Mine still has not matured in many ways. He always lifts his leg but does not usually mark trees unless he is covering up another dog's pee. 

When he is working he is very focus but the rest of the time is still behaving in puppy ways. He is half czech half west german working


----------



## LoveEcho (Mar 4, 2011)

My guy is three and is still very puppy-like in a lot of ways. As jocoyn said, he's focused during work (usually), but at other times has a hard time with impulse control, etc. 

He still squats to pee


----------



## Eiros (Jun 30, 2011)

My WL pup as a kid seemed to "mature" overnight at around 5 years old. 

I've heard WL dogs mature more slowly, and I definitely see this in my dog.

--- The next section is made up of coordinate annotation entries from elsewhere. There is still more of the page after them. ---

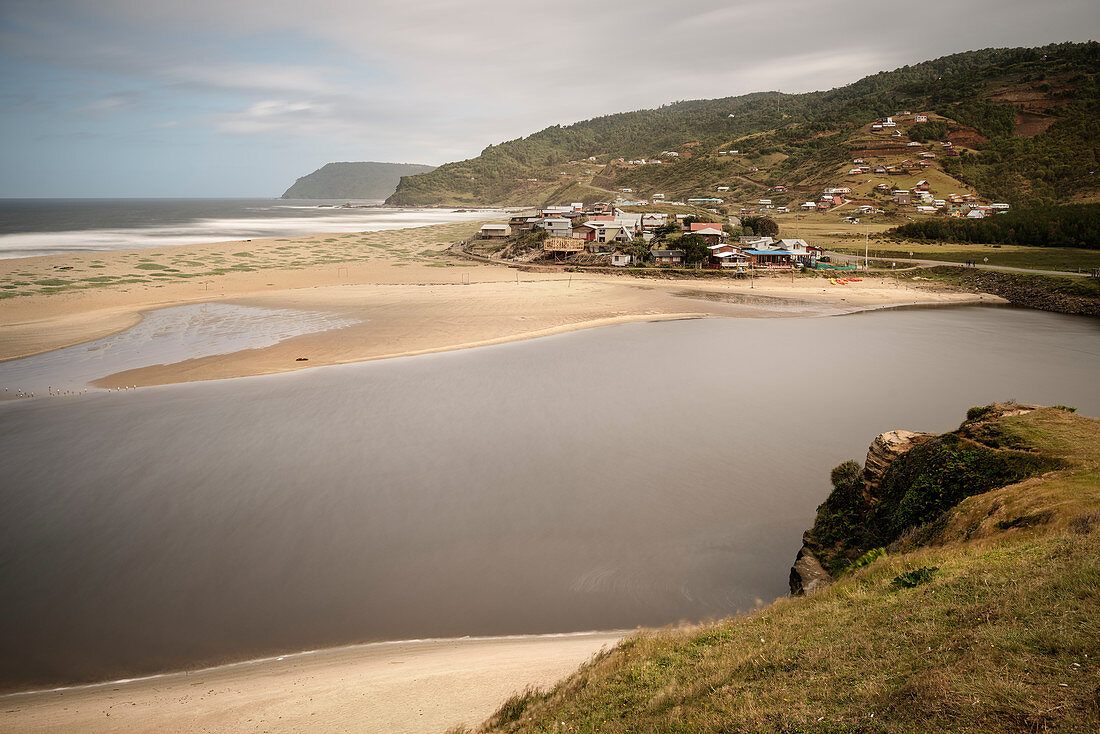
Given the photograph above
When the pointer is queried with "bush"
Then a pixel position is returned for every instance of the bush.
(911, 579)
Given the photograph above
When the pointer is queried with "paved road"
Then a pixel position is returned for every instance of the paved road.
(932, 263)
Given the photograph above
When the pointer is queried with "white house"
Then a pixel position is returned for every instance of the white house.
(494, 231)
(556, 227)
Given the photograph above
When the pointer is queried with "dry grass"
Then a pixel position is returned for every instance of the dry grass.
(1004, 636)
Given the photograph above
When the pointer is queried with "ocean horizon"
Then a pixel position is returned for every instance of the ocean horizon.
(36, 227)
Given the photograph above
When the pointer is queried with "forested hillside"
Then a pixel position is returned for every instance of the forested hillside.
(1026, 119)
(364, 179)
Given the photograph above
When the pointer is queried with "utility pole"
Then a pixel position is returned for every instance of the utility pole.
(867, 243)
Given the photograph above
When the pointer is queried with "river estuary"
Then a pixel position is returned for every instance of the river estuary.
(636, 474)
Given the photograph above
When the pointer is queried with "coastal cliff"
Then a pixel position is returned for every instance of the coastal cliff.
(967, 599)
(908, 481)
(364, 179)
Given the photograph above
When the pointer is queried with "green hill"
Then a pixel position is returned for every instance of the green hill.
(982, 613)
(352, 181)
(1026, 119)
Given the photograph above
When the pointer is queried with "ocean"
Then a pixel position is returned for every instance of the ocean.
(634, 474)
(46, 227)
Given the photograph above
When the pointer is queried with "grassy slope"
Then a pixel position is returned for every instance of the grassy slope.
(1005, 637)
(807, 143)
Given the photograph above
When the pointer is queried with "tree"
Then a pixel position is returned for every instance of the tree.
(760, 226)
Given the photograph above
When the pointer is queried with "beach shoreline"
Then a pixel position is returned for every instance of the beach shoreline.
(407, 294)
(402, 687)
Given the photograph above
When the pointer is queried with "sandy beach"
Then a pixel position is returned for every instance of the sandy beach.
(404, 292)
(400, 688)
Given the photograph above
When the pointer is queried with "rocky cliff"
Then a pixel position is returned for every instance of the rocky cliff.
(366, 179)
(909, 480)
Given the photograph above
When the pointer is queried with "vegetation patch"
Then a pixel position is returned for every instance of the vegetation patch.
(913, 579)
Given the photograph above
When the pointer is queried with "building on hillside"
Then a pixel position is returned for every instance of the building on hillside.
(494, 231)
(711, 234)
(557, 226)
(620, 259)
(667, 256)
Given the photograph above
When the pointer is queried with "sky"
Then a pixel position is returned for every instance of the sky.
(238, 98)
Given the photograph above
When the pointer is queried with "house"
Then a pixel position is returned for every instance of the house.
(667, 256)
(602, 232)
(556, 226)
(727, 255)
(562, 247)
(620, 259)
(520, 223)
(711, 234)
(769, 259)
(494, 231)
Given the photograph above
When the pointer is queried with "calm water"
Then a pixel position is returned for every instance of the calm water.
(44, 227)
(637, 474)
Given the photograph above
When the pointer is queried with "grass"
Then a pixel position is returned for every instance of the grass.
(1058, 259)
(399, 248)
(999, 632)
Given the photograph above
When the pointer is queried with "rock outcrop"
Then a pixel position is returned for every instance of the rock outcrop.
(807, 574)
(883, 450)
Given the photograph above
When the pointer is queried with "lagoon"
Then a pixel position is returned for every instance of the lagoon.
(636, 474)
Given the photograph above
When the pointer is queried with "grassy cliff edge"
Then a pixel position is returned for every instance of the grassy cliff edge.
(981, 614)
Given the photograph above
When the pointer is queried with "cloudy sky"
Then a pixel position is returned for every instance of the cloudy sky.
(240, 97)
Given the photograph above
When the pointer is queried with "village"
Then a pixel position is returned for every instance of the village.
(703, 231)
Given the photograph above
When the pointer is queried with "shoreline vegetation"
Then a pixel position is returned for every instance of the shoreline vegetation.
(981, 613)
(407, 291)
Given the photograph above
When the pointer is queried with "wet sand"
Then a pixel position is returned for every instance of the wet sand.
(405, 292)
(389, 687)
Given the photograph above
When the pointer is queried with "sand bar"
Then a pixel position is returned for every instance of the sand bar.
(406, 294)
(391, 687)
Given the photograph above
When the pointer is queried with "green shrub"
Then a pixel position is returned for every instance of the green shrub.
(911, 579)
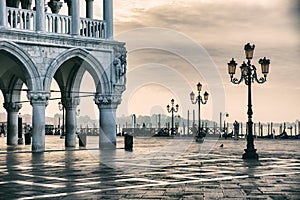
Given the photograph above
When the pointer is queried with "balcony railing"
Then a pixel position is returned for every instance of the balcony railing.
(58, 24)
(21, 19)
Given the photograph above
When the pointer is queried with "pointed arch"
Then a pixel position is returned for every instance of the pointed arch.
(32, 75)
(90, 63)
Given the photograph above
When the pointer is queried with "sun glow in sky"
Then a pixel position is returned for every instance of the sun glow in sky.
(221, 28)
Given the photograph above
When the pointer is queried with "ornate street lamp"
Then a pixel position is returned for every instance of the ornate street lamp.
(172, 109)
(199, 100)
(249, 75)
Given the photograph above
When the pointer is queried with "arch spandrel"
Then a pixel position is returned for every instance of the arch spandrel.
(28, 71)
(88, 62)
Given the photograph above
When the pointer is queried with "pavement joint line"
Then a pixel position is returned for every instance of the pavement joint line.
(38, 184)
(159, 184)
(141, 179)
(50, 150)
(135, 186)
(88, 183)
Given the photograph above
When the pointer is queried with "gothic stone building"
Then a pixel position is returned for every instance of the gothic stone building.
(37, 46)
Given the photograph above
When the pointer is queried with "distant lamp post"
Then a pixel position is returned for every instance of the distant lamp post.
(61, 108)
(199, 100)
(172, 109)
(249, 75)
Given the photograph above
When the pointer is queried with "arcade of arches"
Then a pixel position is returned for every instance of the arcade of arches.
(33, 55)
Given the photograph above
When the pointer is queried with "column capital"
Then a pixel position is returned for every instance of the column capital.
(55, 6)
(107, 101)
(69, 2)
(12, 106)
(70, 103)
(38, 97)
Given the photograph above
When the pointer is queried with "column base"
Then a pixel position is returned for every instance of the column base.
(250, 154)
(38, 148)
(20, 141)
(107, 145)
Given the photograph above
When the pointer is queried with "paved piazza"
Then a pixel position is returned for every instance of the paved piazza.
(157, 168)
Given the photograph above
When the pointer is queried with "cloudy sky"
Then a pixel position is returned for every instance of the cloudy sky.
(173, 44)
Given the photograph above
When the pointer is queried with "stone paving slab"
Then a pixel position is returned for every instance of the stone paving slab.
(164, 168)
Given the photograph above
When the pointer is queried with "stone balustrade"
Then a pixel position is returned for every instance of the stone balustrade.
(23, 19)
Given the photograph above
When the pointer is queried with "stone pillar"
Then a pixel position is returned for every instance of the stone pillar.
(75, 17)
(12, 122)
(70, 137)
(3, 13)
(107, 119)
(69, 4)
(39, 101)
(89, 9)
(40, 15)
(108, 17)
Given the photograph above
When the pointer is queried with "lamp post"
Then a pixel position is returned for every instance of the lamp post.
(249, 76)
(172, 109)
(199, 100)
(221, 115)
(62, 108)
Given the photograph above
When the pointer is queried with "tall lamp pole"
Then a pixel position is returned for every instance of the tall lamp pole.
(172, 109)
(199, 100)
(62, 108)
(249, 76)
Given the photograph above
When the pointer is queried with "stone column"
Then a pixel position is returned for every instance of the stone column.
(70, 104)
(107, 105)
(89, 9)
(75, 17)
(12, 122)
(40, 15)
(108, 17)
(3, 13)
(39, 101)
(69, 4)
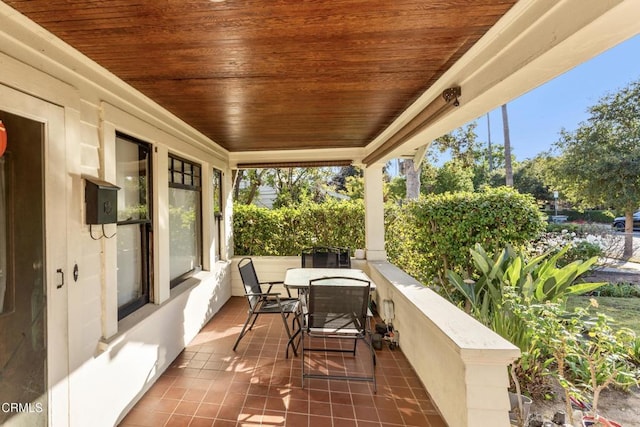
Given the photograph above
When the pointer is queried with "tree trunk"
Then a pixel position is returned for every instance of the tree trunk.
(412, 179)
(628, 234)
(507, 147)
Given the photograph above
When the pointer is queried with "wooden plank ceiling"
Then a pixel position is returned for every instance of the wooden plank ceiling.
(274, 74)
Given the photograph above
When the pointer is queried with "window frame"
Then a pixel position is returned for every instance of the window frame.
(218, 202)
(172, 158)
(146, 232)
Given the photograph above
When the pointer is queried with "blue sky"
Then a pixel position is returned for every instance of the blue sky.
(535, 119)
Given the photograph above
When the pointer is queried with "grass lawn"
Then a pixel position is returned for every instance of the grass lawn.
(626, 311)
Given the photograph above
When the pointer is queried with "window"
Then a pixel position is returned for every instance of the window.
(217, 212)
(185, 219)
(133, 175)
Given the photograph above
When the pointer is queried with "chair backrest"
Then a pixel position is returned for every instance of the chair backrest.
(325, 257)
(249, 280)
(344, 257)
(336, 302)
(306, 257)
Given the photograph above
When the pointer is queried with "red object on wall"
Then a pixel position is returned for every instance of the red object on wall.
(3, 139)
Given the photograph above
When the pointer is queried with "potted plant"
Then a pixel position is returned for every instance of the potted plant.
(598, 360)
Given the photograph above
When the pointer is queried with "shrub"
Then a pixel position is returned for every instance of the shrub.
(433, 234)
(286, 231)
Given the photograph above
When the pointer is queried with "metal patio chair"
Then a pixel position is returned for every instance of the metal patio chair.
(268, 302)
(337, 308)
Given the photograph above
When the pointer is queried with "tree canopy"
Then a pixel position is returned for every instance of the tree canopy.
(599, 162)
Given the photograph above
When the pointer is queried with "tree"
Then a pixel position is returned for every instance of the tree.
(412, 175)
(452, 177)
(507, 147)
(600, 161)
(529, 177)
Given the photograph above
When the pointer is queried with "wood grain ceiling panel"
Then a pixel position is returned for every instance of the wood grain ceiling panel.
(263, 75)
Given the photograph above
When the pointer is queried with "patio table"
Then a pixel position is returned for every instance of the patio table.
(298, 278)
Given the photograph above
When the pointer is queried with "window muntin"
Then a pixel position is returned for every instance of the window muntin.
(217, 212)
(133, 175)
(185, 219)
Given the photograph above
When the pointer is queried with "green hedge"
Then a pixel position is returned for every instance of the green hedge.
(424, 237)
(288, 230)
(435, 233)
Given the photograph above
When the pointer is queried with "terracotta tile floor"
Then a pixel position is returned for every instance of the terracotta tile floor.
(211, 385)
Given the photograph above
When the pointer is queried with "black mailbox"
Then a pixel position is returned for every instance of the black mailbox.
(101, 199)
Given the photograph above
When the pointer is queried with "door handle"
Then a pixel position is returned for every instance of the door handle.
(61, 284)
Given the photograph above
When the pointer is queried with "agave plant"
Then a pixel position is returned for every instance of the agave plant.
(536, 281)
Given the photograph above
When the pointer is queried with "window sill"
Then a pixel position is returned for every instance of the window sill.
(139, 317)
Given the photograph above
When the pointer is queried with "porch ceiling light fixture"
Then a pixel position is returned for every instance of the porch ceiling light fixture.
(436, 109)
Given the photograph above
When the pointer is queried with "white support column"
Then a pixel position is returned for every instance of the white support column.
(161, 239)
(374, 213)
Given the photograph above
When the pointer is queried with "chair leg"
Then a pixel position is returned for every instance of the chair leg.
(373, 361)
(291, 342)
(286, 327)
(302, 356)
(244, 329)
(254, 321)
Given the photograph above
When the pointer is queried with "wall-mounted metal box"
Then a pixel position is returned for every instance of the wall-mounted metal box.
(101, 200)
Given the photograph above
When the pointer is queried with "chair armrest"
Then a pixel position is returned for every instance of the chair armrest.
(278, 282)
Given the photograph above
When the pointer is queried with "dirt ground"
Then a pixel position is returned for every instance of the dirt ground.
(618, 406)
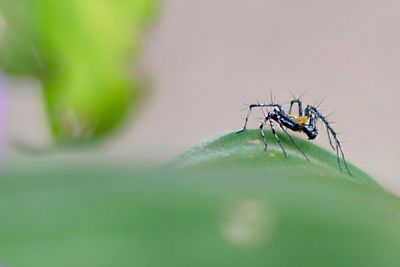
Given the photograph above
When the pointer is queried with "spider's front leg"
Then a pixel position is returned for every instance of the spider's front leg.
(338, 146)
(248, 113)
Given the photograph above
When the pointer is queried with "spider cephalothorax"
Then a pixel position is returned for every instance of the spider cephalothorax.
(305, 122)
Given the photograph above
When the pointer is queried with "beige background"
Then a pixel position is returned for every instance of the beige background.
(207, 57)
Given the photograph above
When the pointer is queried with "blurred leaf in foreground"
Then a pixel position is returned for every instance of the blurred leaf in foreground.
(246, 150)
(81, 50)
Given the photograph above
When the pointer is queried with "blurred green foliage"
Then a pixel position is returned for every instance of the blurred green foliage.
(82, 51)
(226, 203)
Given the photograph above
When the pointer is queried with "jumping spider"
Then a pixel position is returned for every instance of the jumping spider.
(305, 122)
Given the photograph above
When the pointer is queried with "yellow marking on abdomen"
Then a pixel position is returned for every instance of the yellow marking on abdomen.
(301, 119)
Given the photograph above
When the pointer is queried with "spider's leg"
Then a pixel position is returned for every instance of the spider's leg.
(338, 157)
(294, 141)
(299, 106)
(339, 150)
(276, 136)
(263, 134)
(330, 139)
(249, 112)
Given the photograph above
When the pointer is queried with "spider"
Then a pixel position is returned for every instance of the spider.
(305, 122)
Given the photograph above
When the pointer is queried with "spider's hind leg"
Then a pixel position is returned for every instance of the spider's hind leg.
(263, 133)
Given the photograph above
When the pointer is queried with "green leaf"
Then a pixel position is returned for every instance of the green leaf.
(246, 150)
(101, 215)
(81, 50)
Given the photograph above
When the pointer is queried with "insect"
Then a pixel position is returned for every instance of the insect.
(305, 122)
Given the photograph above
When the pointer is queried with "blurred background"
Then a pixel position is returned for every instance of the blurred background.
(142, 87)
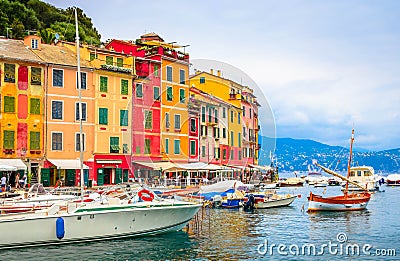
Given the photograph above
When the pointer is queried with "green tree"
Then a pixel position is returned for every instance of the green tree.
(4, 22)
(47, 35)
(18, 29)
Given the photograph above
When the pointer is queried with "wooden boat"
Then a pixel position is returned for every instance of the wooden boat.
(347, 201)
(291, 182)
(393, 180)
(321, 184)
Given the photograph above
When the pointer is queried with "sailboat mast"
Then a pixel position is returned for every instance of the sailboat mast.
(80, 104)
(350, 158)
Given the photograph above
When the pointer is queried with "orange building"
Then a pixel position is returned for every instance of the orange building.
(62, 128)
(22, 88)
(112, 96)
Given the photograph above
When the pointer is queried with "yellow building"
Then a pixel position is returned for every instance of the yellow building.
(62, 124)
(113, 79)
(230, 92)
(22, 87)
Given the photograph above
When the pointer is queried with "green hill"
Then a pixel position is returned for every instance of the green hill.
(19, 18)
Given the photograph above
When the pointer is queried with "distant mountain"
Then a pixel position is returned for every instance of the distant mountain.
(297, 155)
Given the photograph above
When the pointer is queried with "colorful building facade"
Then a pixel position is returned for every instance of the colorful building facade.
(62, 118)
(22, 89)
(113, 78)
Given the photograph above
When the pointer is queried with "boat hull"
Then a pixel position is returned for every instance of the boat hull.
(358, 201)
(95, 225)
(262, 204)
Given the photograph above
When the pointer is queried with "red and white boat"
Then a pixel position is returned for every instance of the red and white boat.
(347, 201)
(393, 180)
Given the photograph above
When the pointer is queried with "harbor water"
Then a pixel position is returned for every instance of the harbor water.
(233, 234)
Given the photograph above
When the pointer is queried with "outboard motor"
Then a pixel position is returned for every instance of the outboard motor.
(249, 205)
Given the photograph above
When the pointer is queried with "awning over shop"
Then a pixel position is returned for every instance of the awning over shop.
(156, 165)
(199, 166)
(266, 168)
(108, 161)
(18, 163)
(67, 164)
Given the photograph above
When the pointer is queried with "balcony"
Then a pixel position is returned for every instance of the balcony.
(114, 68)
(232, 96)
(8, 151)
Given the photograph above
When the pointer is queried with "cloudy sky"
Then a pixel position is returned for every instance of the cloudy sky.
(323, 66)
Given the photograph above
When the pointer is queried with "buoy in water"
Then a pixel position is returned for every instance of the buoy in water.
(60, 228)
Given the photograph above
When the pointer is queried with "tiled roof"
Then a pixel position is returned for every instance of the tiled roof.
(15, 49)
(59, 55)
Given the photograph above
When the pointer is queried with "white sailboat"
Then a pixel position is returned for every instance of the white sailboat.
(137, 213)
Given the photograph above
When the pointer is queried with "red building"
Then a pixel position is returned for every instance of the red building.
(146, 102)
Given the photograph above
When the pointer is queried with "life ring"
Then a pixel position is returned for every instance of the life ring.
(146, 195)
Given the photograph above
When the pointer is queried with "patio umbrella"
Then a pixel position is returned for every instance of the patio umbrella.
(7, 168)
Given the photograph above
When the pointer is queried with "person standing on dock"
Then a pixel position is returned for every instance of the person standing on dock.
(17, 181)
(3, 183)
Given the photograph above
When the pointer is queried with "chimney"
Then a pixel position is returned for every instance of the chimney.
(33, 42)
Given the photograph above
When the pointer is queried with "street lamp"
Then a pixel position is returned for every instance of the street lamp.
(184, 46)
(8, 28)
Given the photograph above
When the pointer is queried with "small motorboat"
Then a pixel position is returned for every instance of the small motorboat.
(393, 180)
(267, 199)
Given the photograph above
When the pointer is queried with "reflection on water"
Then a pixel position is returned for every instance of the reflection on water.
(235, 234)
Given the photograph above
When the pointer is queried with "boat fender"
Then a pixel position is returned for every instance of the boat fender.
(60, 228)
(146, 195)
(250, 204)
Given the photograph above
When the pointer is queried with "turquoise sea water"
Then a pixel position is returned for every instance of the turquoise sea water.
(238, 235)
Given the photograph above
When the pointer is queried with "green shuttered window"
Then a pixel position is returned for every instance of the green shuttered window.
(103, 116)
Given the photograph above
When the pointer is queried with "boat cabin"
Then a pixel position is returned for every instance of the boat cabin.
(361, 171)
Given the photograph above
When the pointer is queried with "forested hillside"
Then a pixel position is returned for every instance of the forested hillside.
(21, 17)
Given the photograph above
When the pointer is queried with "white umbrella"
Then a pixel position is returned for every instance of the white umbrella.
(7, 168)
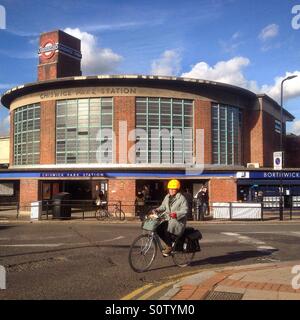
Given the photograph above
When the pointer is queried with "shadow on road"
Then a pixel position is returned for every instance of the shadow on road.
(233, 257)
(224, 259)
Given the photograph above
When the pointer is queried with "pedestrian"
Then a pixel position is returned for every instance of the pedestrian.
(190, 200)
(100, 198)
(202, 202)
(174, 210)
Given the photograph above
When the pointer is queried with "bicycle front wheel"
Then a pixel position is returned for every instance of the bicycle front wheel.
(119, 214)
(142, 253)
(101, 214)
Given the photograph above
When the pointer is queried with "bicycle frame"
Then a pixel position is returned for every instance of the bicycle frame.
(155, 237)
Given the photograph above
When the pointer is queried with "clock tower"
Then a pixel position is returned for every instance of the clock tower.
(59, 56)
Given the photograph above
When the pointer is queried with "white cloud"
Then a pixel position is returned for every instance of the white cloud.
(296, 127)
(95, 60)
(269, 32)
(230, 72)
(291, 88)
(231, 45)
(4, 126)
(168, 64)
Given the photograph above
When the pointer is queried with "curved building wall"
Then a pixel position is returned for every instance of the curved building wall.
(87, 130)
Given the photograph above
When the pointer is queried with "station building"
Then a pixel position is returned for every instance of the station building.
(67, 134)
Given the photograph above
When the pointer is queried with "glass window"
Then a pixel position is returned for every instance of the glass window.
(27, 135)
(226, 129)
(81, 130)
(169, 130)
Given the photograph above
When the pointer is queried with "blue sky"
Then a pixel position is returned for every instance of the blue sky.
(246, 43)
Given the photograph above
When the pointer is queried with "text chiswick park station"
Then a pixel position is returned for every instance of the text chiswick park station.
(123, 133)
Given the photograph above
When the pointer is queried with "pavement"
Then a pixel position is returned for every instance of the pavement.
(251, 282)
(89, 259)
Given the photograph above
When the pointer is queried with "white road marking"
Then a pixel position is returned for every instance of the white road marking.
(114, 239)
(60, 244)
(265, 248)
(33, 245)
(261, 245)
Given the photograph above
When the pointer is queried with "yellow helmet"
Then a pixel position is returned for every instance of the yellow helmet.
(174, 184)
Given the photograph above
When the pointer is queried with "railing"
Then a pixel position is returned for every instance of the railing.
(83, 209)
(10, 206)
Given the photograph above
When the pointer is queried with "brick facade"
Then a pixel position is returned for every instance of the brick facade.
(202, 114)
(222, 190)
(29, 192)
(48, 137)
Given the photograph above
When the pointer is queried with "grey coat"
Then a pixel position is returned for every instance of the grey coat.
(180, 207)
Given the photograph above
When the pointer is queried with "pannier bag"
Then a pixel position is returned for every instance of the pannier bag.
(150, 225)
(189, 241)
(193, 234)
(193, 237)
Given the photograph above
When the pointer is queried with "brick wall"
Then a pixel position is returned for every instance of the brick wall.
(29, 192)
(125, 191)
(292, 156)
(222, 190)
(48, 145)
(203, 121)
(11, 142)
(124, 110)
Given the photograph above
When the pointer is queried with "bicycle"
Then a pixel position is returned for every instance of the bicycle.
(103, 213)
(144, 250)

Although only 9.5 months old, he LOOKS a lot more immature than the other German shepherds we know... many of them are only around 6 months and are bulkier than he is, with a more mature-looking face. The other WL puppy I know is around 6 months as well, and is much more immature looking than they are in every way. This might not be the experience of everyone, but it's been mine so far!


----------



## Jelpy (Nov 8, 2009)

Lycan isn't all that mature behaving. Partly, I think, because he's blind and can't 'see' how other dogs act and behave. Partly because he's just a big goof. Hey, not every GSD can be Rin Tin Tin. Lycan will probably act like a baby until his last moment and I'll enjoy every day of his big, klutzy, puppy like behavior. 

Jelpy


----------



## David Taggart (Nov 25, 2012)

> All he wants is play, inside the house, outside .. No protective instincts yet,


I think you have a very good sports dog!!! Does he chase a ball like mad? Playfulness is the best indicator that your dog has a high prey drive. Schutzhund dogs attack the decoy not because they are agressive, but because they are *passionate*. "Protection" is only a word in Schutzhund sport, in fact, the best of the dogs are only hunting a "big and dangerous bull" (decoy) and know that everyhing is a game, and seriously protective and agressive are disqualified. Don't hesitate and join the club, your dog needs to be busy. Otherwise... "Devil finds job for idle teeth" - we had it written in our Schutzhund club on the board. Though, it is too late to train for wining titles.
If your dog doesn't pee like an adult, it means that his hormonal flow is low. If you know, we are not exactly men or women, both types of hormons flow in our blood, somebody is more of a man/woman than the other. Similar situation is with the dogs, some of them are chasing females at 6 months already, and some highly valued young stud dogs have to be "helped" with mating. You must be happy with the fact that your dog is low, he might never run away from you. But, beware, he is a male, and he could be attacked as a male. If he doesn't exhibit enough of agressiveness, he could be badly bitten for nothing even by much smaller dog. You can help him by feeding him sometimes fresh raw beef testicles and raw beef bone marrow with pumpkin. Many seeds help to improve situation - crushed apple or pear seeds, for instance.


----------



## Harry and Lola (Oct 26, 2013)

From my experience males don't mature until around 4yo. At 2, he is still a boy at heart. My male is 3yo and still pees like a girl and doesn't mark, he was desexed quite early.


----------



## Billy Boy (Jul 23, 2020)

neupane00 said:


> Thanks nigel.. i knew it would be slower but didn't know this slow.. he is fun. i am not complaining that. I am just worried if anything is wrong with him , hormones wise that i need to be concerned about.
> Anyone else experiencing this slow maturity?


I have a GSD showline his 4 years old still barks like a puppy acts like a kid although he marks his territory extremely friendly and life is just one big game to him , he doesn't asses if the other dogs don't want to be played with he would run up to a generally aggressive dog without any concern .


----------



## dogma13 (Mar 8, 2014)

6 yr old thread


----------